Disturbingly, what we had hoped would be tragic anomalies have become almost normal in Bangladesh. On May 12, 2015, Ananta Bijoy Das was killed by a group of men armed with machetes in Sylhet; on August 7, 2015, Niloy Neel was killed by a group of six men armed with machetes who tricked their way into Niloy’s home in Dhaka, locked his partner in a room, and proceeded to hack Niloy to death; and on October 31, 2015, Faisal Arefin Deepan, a Muslim publisher of secularist books, including those of Avijit Roy, was killed by machete-wielding assailants at his Jagriti Prokashoni publishing house. The same day, three others — Ahmedur Rashid Tutul, Tariq Rahim, and Ranadipam Basu — were seriously injured in a similar attack at the Shudhdhoswar publishing house.
And, just days ago, on April 6, 2016, the pattern continued as Nazimuddin Samad, a student at Jagannath University, was attacked and killed by several suspected Islamic extremists while returning home from class. Al Qaeda in the Indian Subcontinent (AQIS) claimed this attack, as they have several others on atheists in the country.

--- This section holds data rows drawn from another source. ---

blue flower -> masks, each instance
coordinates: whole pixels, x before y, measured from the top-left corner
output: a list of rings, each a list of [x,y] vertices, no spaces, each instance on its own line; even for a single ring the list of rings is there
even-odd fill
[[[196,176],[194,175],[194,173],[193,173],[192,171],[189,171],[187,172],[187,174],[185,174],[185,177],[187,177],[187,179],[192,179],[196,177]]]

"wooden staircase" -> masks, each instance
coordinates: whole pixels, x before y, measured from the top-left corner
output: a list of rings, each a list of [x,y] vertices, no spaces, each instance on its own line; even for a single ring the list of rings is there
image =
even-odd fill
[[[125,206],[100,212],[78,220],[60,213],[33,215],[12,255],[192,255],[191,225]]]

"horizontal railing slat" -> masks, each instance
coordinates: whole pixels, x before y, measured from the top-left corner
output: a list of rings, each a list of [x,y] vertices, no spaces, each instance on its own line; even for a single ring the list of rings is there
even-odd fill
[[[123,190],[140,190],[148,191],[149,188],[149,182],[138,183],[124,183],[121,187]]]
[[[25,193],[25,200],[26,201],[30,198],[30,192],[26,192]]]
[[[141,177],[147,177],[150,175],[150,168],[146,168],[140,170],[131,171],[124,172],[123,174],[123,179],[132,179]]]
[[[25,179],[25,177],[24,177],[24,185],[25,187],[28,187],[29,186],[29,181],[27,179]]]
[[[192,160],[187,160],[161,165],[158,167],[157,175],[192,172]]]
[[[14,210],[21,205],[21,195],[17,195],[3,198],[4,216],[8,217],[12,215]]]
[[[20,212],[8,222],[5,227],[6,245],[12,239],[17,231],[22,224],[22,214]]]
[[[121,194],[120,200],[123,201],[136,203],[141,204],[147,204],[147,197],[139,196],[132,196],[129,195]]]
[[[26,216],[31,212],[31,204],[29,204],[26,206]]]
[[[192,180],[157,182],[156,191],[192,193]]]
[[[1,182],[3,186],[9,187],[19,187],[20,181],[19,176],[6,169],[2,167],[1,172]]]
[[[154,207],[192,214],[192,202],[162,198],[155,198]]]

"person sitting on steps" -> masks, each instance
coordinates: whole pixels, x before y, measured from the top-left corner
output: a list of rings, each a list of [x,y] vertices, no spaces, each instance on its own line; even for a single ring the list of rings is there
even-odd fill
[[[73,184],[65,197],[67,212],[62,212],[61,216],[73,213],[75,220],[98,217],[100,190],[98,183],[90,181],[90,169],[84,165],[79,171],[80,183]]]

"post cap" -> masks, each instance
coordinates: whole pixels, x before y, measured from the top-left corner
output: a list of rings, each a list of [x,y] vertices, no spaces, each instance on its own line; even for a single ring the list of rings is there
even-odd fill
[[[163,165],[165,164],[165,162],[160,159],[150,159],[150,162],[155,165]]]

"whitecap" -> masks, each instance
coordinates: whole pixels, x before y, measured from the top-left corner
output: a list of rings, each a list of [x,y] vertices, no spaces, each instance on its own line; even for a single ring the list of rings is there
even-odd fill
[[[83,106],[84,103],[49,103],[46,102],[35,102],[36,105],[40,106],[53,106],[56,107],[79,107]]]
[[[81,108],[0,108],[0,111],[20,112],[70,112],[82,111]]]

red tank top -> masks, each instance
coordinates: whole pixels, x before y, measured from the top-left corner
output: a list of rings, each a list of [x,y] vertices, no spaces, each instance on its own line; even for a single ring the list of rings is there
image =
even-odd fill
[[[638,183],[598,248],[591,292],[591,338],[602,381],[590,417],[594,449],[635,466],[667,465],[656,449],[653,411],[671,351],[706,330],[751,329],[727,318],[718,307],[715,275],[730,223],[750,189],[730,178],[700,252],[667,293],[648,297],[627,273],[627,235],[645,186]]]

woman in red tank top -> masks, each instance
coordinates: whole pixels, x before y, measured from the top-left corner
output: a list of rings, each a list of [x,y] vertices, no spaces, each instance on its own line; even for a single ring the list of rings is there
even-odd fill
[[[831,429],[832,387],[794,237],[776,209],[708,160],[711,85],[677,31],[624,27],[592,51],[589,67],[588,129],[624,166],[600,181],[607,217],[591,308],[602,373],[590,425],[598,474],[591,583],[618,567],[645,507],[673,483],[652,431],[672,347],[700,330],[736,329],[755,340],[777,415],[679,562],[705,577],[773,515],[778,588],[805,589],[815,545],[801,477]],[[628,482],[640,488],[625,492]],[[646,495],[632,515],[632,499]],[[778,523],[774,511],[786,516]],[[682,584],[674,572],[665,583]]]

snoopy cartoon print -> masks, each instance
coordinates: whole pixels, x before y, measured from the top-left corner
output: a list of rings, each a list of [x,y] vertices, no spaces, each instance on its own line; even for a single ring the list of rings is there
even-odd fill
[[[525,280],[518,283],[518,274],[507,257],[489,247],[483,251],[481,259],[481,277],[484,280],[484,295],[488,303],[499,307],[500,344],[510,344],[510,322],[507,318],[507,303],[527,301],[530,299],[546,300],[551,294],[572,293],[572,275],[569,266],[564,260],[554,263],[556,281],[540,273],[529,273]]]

But perhaps more disturbing than the attacks themselves has been the responses by the Bangladesh government. The government has not issued any formal statements of support for murdered or threatened religious minorities, atheists, or secularists. Few arrests have been made in the recent murders, and no charges have been filed. Several of the attacks occurred in public areas with witnesses, raising serious questions as to how and why suspects have not been identified or charged. And threatened secularist writers and publishers who remain in the country and have requested assistance from law enforcement have been told to self-censor or else leave the country if they desire safety.
The crisis also impacts U.S. foreign interests. While it is true that homegrown extremists have been responsible for most of the violent attacks in Bangladesh, there is no doubt that their activity — and the government’s actions, which have fueled extremism or else let it go unimpeded — has created a perfect breeding ground for foreign terrorist groups such as Daesh and AQIS. Indeed, there are now credible reports that these groups have sympathizers operating in the country.
We therefore urge you to continue your engagement with government and law enforcement officials in Bangladesh to ensure they recognize the value of strongly defending democratic values and the fundamental human rights. In particular, we urge you to pressure the Bangladesh government to speak publicly in defense of the rights to exercise freedom of religion, belief, and expression, and to work with law enforcement officials on the ground to ensure threatened individuals and groups are protected, and extremists who are responsible for the murders of minorities are rooted out and brought to justice.